What is the Bank of Canada trying to (re)gain? His credibility or our trust?

With inflation at 6.8% in April, as expected, the Bank of Canada raised the policy rate by an additional 50 basis points on June 1. The benchmark rate now stands at 1.5%, just a quarter of a percentage point lower than its pre-pandemic level.

While concerned about domestic inflation, the Bank recognizes that inflation is primarily a global problem—not a Canadian problem. Indeed, in addition to “the Russian invasion of Ukraine, COVID-related lockdowns in China, and ongoing supply disruptions,” the bank alleges that excess US aggregate demand is also contributing to higher inflation. world, thereby increasing inflation imported from Canada. And of course, as the bank well knows, imported inflation cannot be affected by increases in domestic interest rates.

But to justify the hike in interest rates, the Bank of Canada also says the Canadian economy is “clearly operating on excess demand,” with GDP growing at an annualized rate of 3.1% in the first quarter of 2022. evidence, however, is inconclusive.

For starters, first quarter growth was well below analysts’ expectations of 5.4% and also lower than the 6.6% posted in the previous quarter. More importantly, while nominal wages are on the rise, the year-over-year rate is well below the rate of inflation, falling from 3.4% in March to 3.3% in April.
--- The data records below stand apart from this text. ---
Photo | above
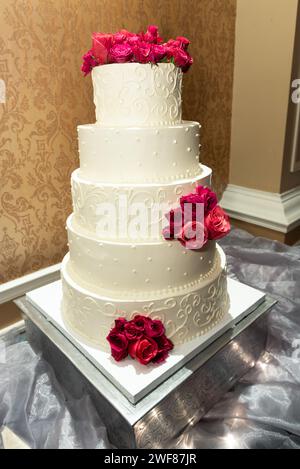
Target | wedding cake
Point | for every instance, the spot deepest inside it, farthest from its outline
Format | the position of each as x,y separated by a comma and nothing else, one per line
140,154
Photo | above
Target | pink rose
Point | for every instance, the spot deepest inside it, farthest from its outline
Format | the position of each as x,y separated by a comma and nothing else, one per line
193,235
133,331
154,328
126,33
120,53
101,46
164,347
118,344
89,62
217,223
139,321
208,198
183,42
120,324
172,43
142,51
158,53
143,350
175,223
119,38
133,40
152,35
182,59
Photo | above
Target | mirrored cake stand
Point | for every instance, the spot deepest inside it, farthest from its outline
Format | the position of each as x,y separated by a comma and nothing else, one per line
145,407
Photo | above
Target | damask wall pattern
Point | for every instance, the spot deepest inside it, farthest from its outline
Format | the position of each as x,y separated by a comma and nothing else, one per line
46,97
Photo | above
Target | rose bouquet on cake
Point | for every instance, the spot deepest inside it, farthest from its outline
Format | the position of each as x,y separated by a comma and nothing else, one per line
142,338
126,47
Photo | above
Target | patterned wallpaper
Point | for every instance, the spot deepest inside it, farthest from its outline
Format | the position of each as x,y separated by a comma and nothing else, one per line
41,43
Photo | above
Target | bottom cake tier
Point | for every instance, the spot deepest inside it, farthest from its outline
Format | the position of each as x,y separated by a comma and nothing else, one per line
186,313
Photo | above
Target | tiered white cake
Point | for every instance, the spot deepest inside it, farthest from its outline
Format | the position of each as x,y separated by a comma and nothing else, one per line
140,149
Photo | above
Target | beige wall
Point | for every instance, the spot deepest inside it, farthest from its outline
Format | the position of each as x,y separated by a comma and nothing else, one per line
265,32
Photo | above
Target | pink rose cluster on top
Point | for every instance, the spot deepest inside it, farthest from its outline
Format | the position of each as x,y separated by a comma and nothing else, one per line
191,231
142,338
125,47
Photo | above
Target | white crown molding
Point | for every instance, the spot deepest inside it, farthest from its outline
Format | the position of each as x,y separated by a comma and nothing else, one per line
18,287
279,212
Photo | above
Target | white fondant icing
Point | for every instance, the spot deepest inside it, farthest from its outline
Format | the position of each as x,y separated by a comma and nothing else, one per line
119,259
137,94
186,313
88,196
100,158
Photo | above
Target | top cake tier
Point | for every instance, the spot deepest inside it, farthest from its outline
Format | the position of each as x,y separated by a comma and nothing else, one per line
137,94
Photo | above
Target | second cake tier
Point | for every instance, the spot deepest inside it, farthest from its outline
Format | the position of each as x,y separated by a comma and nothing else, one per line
140,267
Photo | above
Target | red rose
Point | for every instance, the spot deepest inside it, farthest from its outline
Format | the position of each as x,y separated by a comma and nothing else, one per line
133,40
175,223
172,44
142,51
101,46
118,344
120,324
154,328
126,33
143,350
133,331
139,321
164,347
207,197
89,62
193,235
182,59
183,42
158,53
152,35
217,223
120,53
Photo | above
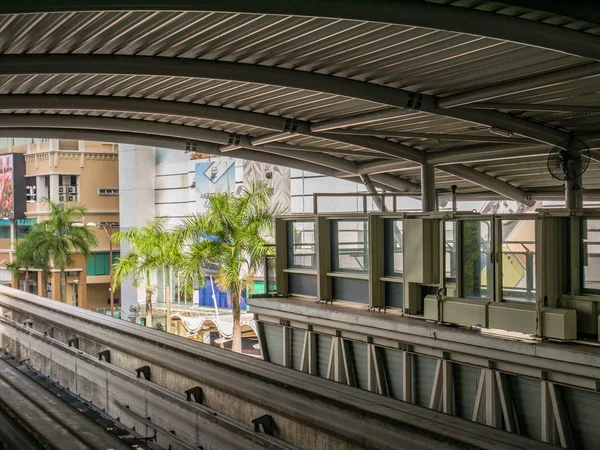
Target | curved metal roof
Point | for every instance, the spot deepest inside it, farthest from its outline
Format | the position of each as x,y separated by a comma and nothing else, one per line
482,90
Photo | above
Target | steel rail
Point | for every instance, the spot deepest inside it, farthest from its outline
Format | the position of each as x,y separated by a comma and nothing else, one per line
330,407
407,12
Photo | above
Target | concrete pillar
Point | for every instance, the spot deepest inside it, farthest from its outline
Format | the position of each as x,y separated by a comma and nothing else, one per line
574,186
40,284
53,188
428,198
137,173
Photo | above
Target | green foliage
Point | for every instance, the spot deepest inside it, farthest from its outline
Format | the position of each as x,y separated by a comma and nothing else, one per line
231,235
54,240
58,239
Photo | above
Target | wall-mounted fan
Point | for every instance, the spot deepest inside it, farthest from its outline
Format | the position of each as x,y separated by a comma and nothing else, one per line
568,160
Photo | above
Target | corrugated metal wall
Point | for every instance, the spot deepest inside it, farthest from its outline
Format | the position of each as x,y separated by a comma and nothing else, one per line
583,406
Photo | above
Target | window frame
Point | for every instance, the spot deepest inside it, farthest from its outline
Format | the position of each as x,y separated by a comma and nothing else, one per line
334,245
291,245
460,221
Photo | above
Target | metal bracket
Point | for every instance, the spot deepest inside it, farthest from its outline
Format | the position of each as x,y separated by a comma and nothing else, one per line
266,422
291,126
104,354
194,394
190,146
145,371
234,139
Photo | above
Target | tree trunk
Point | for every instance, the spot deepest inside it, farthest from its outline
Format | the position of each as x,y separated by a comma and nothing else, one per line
63,285
168,301
236,344
148,306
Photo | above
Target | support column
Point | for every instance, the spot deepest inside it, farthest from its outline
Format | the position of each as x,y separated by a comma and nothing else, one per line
137,174
573,185
428,187
372,190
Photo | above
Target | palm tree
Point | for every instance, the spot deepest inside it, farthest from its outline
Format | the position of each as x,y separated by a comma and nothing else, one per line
57,238
230,235
153,249
142,259
28,255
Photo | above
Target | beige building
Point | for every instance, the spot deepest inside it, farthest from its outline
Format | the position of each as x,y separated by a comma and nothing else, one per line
68,171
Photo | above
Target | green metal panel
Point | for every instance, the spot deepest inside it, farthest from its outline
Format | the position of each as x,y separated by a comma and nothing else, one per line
99,263
361,369
394,370
466,380
584,417
527,397
423,376
323,352
274,338
297,347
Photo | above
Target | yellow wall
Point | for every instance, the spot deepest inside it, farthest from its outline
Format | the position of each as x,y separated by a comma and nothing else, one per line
97,166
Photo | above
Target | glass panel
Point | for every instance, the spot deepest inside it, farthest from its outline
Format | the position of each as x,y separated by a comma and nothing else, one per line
350,245
518,260
301,244
591,255
476,261
450,242
398,246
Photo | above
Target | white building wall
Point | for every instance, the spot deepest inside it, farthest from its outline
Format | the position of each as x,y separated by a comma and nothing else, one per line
136,206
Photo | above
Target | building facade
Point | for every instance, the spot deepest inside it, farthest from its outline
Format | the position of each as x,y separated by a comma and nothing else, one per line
66,171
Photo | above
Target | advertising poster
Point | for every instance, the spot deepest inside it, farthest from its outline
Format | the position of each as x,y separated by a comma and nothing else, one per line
212,177
12,186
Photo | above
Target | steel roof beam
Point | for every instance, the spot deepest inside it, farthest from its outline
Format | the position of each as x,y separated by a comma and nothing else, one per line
489,182
221,139
522,85
203,69
433,136
407,12
492,152
193,110
535,107
174,143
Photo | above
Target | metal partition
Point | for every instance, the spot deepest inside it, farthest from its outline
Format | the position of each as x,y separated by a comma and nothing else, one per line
521,267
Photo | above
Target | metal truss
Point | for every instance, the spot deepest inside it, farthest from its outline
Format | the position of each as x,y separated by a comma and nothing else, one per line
408,12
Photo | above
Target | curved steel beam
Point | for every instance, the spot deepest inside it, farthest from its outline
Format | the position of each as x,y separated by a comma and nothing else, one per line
407,12
489,182
523,84
31,64
174,143
192,110
219,138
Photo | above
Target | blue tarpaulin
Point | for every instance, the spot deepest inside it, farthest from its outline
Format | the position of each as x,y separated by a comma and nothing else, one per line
205,297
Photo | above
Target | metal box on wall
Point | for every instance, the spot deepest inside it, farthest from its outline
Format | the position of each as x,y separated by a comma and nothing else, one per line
421,250
13,194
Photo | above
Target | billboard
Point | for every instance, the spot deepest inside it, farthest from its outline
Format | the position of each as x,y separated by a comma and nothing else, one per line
12,186
212,177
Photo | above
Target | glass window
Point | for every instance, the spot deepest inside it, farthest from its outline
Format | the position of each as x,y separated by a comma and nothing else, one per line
591,255
350,245
476,258
518,260
393,252
301,245
99,263
450,243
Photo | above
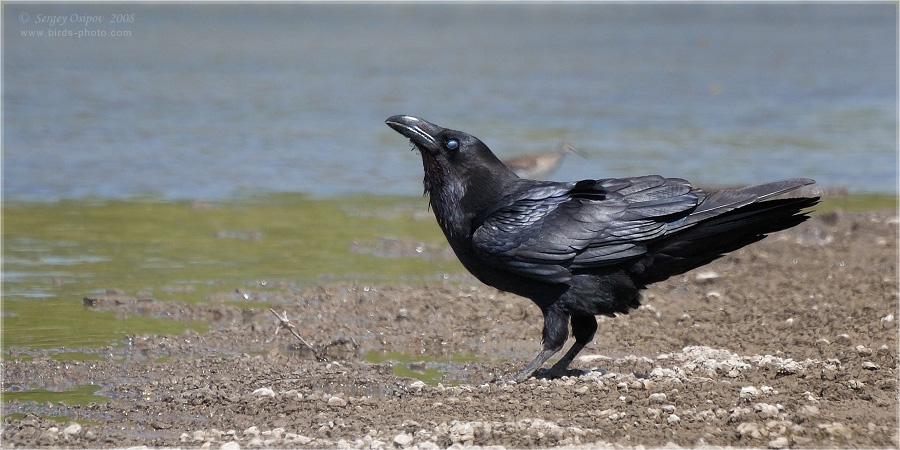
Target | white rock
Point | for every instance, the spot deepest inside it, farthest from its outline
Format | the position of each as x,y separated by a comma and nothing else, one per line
707,275
402,440
749,429
765,410
779,442
264,392
73,428
748,392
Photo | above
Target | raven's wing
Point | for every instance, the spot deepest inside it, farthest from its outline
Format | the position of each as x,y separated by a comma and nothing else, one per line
551,229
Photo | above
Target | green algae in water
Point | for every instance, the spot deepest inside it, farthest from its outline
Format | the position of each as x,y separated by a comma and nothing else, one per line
55,254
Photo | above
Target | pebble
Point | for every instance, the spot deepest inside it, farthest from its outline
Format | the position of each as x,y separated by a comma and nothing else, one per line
837,430
73,428
706,275
402,440
765,410
748,392
749,429
779,442
264,392
337,401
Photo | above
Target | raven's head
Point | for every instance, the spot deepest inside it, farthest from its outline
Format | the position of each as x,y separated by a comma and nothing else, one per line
461,173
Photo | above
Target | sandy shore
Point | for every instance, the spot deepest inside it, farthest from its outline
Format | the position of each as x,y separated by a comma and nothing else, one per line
791,342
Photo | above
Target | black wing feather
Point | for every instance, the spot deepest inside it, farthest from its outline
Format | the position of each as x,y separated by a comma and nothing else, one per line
552,229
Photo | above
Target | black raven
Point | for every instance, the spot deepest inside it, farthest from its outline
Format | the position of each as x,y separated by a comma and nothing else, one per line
583,248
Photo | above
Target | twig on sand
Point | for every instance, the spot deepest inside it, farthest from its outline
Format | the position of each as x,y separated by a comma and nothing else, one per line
286,323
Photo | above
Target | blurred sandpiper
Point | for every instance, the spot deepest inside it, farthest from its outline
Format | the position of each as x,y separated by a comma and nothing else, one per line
537,166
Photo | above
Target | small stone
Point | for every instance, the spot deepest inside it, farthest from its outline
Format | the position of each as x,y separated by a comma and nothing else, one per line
809,410
837,430
779,442
748,392
73,428
402,440
765,410
706,276
749,429
264,392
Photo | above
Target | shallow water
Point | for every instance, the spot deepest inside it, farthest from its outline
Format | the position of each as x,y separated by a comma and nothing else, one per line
210,101
56,254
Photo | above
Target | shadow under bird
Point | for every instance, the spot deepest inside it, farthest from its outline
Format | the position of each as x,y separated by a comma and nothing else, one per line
583,248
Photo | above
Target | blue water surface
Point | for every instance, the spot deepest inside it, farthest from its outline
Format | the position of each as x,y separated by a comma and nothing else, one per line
210,101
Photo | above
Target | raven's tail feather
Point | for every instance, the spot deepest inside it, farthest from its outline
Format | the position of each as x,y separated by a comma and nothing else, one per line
718,235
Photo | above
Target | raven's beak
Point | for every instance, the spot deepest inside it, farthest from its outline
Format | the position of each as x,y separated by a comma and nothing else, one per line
420,132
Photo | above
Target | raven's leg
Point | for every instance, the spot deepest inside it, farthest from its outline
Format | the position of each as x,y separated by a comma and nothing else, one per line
556,331
583,328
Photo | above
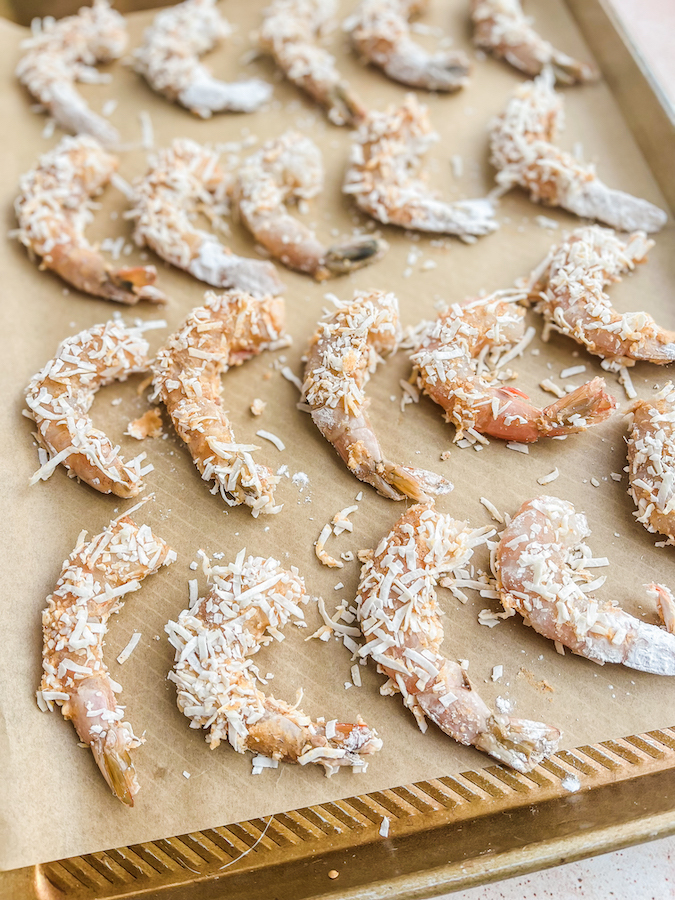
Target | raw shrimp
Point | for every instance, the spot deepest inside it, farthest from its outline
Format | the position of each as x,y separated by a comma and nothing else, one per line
53,209
61,53
290,32
540,573
386,152
502,27
400,618
342,354
286,169
249,602
169,60
569,287
94,580
229,329
460,362
381,34
184,179
59,399
524,154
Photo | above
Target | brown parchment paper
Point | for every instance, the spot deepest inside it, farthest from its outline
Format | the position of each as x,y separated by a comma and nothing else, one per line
54,801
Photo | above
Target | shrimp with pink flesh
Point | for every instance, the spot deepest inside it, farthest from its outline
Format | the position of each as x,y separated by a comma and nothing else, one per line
290,169
169,60
380,32
93,583
226,331
400,617
248,604
59,399
385,155
185,179
460,361
540,574
524,153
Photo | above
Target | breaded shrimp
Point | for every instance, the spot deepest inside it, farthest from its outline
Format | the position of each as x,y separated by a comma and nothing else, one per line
229,329
385,154
169,60
59,399
380,32
287,169
290,32
250,601
524,154
540,573
400,618
184,179
53,209
342,354
459,361
62,52
94,580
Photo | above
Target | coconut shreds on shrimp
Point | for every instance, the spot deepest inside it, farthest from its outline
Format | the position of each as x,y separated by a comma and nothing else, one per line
250,601
287,169
380,32
400,618
343,353
169,60
229,329
385,155
523,152
184,179
94,580
540,574
459,363
59,399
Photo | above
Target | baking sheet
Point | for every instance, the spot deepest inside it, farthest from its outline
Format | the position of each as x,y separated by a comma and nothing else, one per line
56,803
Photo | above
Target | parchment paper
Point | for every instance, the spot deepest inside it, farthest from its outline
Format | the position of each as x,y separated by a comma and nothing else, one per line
55,802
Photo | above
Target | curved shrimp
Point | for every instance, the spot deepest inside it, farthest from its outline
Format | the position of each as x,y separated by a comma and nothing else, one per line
53,209
380,32
63,52
93,582
183,179
169,60
502,28
226,331
523,152
386,152
59,399
342,353
400,618
458,363
249,602
286,169
290,32
539,567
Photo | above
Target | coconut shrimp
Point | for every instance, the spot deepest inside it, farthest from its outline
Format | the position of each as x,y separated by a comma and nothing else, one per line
169,60
226,331
524,153
53,209
94,580
287,169
459,362
400,618
290,32
250,601
380,32
59,399
184,179
540,573
342,354
387,150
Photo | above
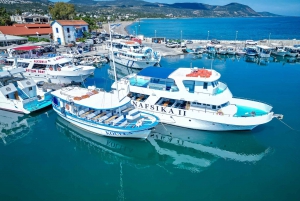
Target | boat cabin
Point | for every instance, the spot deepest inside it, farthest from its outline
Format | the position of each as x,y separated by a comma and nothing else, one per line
183,79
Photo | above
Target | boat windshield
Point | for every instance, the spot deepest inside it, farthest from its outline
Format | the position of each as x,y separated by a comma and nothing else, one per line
65,64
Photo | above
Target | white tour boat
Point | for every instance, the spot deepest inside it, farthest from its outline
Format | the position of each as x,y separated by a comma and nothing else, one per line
263,51
18,94
192,98
133,55
102,112
291,51
278,50
50,68
251,51
230,50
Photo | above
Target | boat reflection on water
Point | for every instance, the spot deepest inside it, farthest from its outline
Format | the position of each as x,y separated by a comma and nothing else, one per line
182,149
14,126
283,60
195,150
261,61
121,71
112,150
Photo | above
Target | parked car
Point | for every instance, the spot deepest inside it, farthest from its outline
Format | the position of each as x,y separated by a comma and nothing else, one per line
251,42
215,41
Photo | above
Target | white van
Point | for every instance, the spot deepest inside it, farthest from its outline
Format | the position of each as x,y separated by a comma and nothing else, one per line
89,41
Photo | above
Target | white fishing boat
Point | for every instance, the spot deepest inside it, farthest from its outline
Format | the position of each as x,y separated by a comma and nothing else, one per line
263,51
220,49
104,113
251,51
18,94
278,50
291,51
124,45
230,50
147,57
210,49
240,51
193,98
50,68
132,54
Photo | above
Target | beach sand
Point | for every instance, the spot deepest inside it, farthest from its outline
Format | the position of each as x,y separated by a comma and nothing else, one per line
120,29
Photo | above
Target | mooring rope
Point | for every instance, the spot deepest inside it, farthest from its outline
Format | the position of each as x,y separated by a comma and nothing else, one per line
288,125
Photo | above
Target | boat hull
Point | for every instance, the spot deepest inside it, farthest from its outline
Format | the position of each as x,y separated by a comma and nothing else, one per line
135,64
104,130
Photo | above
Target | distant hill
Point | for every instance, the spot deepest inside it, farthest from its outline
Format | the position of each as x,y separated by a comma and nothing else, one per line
145,8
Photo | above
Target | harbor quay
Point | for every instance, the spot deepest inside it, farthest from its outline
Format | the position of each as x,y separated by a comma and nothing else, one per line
166,51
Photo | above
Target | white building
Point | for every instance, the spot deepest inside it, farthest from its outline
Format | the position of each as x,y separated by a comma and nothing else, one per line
65,31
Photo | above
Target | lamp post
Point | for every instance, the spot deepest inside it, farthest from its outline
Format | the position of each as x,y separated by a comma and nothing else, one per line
5,39
207,35
37,34
181,36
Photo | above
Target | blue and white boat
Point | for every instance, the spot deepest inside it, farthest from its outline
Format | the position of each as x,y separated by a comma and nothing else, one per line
193,98
251,51
102,112
210,49
21,95
263,51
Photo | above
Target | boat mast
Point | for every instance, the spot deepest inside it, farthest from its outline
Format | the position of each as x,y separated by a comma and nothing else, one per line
113,61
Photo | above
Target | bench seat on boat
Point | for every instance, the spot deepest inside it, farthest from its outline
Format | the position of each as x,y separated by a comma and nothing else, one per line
105,117
110,119
86,113
123,124
117,120
127,110
99,115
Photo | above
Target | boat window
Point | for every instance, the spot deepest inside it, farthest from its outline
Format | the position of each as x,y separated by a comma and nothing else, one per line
189,85
23,65
39,66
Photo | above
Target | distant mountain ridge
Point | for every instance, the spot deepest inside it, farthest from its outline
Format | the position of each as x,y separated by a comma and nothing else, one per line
158,9
188,9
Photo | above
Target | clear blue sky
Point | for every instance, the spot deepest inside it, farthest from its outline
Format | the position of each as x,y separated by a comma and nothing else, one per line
281,7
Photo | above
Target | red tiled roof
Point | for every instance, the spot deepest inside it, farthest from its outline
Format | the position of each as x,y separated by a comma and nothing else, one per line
26,29
71,22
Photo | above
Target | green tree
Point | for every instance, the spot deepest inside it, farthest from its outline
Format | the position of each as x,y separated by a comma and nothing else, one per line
62,11
4,17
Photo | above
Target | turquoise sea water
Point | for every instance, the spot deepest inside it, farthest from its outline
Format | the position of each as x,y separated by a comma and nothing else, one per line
44,157
220,28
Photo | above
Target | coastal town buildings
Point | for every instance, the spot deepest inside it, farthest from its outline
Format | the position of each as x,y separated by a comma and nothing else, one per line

Therefore, if there was excess demand in the Canadian economy, it would not be significant, declining, and primarily concentrated in the cooling housing market. And in any case, while a 50 basis point interest rate hike can have a significant impact on the housing market, it will have a negligible effect on CPI inflation.

However, although the interest rate cannot be used as a magic wand to fight inflation, the Bank of Canada had no choice but to raise the key rate to save its credibility, which has recently been questioned by many experts and some politicians. And its credibility rests on the belief of the public – or the markets – that the bank will always use monetary policy – ​​that is, change the key rate – to keep the inflation rate on target.

But, of course, its credibility also depends on the success of the political decision, ie a rise in interest rates leading to a fall in inflation. But even if the recent increase in interest rates may not have the desired effect, it still gives the bank some extra time for inflation to come down on its own as commodity markets stabilize and supply chain disruptions are resolved – and, of course, as inflationary imports decline, the Bank of Canada will take credit and salvage credibility.

In my opinion, even more than by trying to restore its credibility by raising the key rate, the Bank of Canada is trying to regain our confidence in the bank. It is a crucial problem. Indeed, the importance of building trust and credibility in the bank was emphasized by Carolyn Rogers, Senior Deputy Governor of the Bank of Canada, in a major speech on May 3.

However, the title of the speech published on the bank’s website was “Bank of Canada: A Matter of Trust”, and while the word “credibility” appeared only twice and without any qualification, the word “trust” was repeated 15 times and its relevance explained.

Surely the bank knows its credibility is at stake unless it raises interest rates and cuts inflation accordingly. But while the political decision is in the hands of the bank, its success is beyond its control. And higher interest rates, the bank knows, cannot reduce inflation unless they are raised to levels above the rate of inflation – so that real rates become positive – and cause a deep recession in the process.

I hope that the bank intends to avoid this possible negative outcome and therefore does not raise the key rate to levels close to the rate of inflation. In short, aware of its inefficiency, I believe that the bank will not make full use of the interest rate in its fight against inflation.

For this reason, it seems that the bank is trying to gain our trust, our confidence that it will do “whatever it takes” – as Italian Prime Minister and former European Central Bank President Mario Draghi said when the future of the euro was at stake — to preserve Canada’s financial and economic well-being, even at the cost of temporarily above-target inflation.

In Draghi’s case, he was able to regain the confidence of the markets without having to describe the policy tool supposedly contained in the “all it takes” statement. But it is different for the Bank of Canada since it has no other tool than the interest rate to fight against inflation. And it is for this reason that I consider that today’s inflation is not — and cannot be — work for the Bank of Canada.

Gustavo Indart is Professor Emeritus in the Department of Economics at the University of Toronto.